Tuesday 31 December 2013

Brillo Misses His Troll Award

The deeply subversive Guardian yesterday featured those it considered to be the worst trolls of 2013. Some of the names will be familiar to Zelo Street regulars, like (thankfully) former Tory MP Louise Mensch, and the clear winner, professional motormouth Katie Hopkins. But one name is missing, and he’s clearly unhappy at the omission: step forward Andrew “Brillo Pad” Neil.
Neil has carved out his own niche in the Twitter trolling stakes when it comes to climate change, a subject where he has previous on trying to redefine the scientific consensus to suit the sceptic side of the argument. So when a Russian icebreaker got stuck in Antarctic sea ice with a group of scientists and reporters in board, he was off and running, albeit not making total sense.
Not a reversal in reducing Antarctic ice that has stuck the ship. Sea ice extent growing for decades. Climate scientists on board know that?” he proferred, making the false assumption that those on board were prone to making the same kind of false assumption that he was – or that this was the purpose of their voyage. Still, it set the tone for the next bout of trolling.
Some seem to think the boat is trapped in Antarctic sea ice because weather abnormally bad. 1 It’s summer. 2 Sea ice growing for years” came next. This is classic trolling (who “seemed to think”? Heck, who cares, he’s just making it up) combined with misinformation: the minimum for Antarctic ice comes not in December, but in March.
Still, it served them all right, because “Looks like media team on ship stuck in Antarctic ice consists of one Guardian journalist, one BBC and one who works for both”. This is totally irrelevant, but serves to enable the myth to be pushed that the Beeb and Guardian are somehow joined at the hip.
Then comes a classic slice of trolling: “Given well documented growth in Antarctic sea ice extent why did climate scientists and science journos on board not anticipate problems?” to which the answer is that they did, otherwise no provision would have been made to take sufficient food and drink for exactly that eventuality. And of course it is the ship’s operator to which he should have addressed his question.

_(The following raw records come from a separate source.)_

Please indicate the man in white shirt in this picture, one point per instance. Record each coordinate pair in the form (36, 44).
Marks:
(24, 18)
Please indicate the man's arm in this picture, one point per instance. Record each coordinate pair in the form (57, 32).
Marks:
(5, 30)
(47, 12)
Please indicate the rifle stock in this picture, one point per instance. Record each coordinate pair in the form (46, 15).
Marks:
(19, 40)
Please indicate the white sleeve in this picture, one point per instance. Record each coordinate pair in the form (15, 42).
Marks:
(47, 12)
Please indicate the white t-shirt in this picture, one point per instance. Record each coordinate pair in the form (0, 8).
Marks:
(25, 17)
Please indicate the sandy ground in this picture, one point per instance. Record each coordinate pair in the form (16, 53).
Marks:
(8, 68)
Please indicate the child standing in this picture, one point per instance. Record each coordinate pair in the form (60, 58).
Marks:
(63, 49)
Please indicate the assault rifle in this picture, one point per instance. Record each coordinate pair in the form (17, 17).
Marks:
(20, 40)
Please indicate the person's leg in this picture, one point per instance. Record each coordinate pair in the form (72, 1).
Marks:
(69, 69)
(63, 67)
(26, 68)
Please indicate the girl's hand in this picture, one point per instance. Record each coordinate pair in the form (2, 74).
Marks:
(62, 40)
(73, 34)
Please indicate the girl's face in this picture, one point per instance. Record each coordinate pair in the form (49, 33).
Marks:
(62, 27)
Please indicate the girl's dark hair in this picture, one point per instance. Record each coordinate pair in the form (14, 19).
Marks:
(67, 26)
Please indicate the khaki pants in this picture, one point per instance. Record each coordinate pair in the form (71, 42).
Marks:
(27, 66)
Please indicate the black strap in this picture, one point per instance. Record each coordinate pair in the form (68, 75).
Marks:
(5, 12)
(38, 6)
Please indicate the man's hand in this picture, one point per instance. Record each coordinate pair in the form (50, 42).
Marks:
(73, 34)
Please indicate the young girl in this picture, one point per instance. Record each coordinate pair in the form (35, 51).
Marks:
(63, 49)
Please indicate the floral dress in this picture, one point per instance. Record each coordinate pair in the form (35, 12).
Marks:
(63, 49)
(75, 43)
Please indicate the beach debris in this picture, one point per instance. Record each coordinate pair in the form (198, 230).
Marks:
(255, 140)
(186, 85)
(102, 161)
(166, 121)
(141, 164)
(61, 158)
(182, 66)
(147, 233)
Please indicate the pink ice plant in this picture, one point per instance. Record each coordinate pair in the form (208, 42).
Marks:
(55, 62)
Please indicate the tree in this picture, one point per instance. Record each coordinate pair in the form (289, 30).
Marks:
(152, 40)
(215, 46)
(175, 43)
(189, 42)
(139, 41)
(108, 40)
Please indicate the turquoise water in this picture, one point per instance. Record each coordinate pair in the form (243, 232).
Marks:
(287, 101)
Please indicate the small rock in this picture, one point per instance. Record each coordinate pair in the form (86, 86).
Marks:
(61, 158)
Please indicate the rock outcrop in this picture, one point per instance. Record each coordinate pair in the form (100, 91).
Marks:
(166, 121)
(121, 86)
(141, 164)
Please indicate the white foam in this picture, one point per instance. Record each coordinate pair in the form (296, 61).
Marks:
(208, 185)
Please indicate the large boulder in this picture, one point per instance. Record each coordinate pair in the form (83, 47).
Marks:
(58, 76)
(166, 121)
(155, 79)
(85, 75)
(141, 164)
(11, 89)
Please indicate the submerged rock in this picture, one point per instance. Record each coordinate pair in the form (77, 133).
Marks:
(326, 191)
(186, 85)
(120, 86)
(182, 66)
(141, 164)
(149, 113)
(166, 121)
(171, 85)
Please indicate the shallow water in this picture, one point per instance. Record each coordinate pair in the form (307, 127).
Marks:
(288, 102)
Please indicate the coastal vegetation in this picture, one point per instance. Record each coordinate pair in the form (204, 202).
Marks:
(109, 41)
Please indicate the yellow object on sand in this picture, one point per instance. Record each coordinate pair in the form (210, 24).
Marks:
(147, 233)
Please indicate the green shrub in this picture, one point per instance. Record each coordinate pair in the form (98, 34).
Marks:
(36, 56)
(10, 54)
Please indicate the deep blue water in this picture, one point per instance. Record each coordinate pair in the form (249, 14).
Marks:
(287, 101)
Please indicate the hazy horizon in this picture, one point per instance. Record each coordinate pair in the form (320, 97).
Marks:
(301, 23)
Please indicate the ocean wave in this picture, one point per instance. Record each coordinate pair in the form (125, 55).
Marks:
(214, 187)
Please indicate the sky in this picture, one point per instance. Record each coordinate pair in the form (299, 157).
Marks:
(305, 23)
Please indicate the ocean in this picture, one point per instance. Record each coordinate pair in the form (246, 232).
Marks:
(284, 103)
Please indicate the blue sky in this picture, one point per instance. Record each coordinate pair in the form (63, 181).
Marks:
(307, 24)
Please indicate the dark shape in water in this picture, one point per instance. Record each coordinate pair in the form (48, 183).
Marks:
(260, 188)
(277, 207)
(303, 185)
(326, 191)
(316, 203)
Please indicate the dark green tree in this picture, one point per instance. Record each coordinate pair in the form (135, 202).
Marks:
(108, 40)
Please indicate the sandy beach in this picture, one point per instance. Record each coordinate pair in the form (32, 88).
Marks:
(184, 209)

What Neil does not address – and nor do the rest of the sceptic lobby – is that the significant loss of Antarctic ice is from land and not sea, this diminishing at over 100 cubic kilometres a year from 2002 to 2009. It was land ice falling into the sea that trapped the icebreaker, not that Andrew Neil is about to let such inconvenient facts slip into his trolling. That makes things easier for him.

And it is facts that need to be deployed against that trolling (sorry, Graham Linehan) to demonstrate that this is all Neil is doing.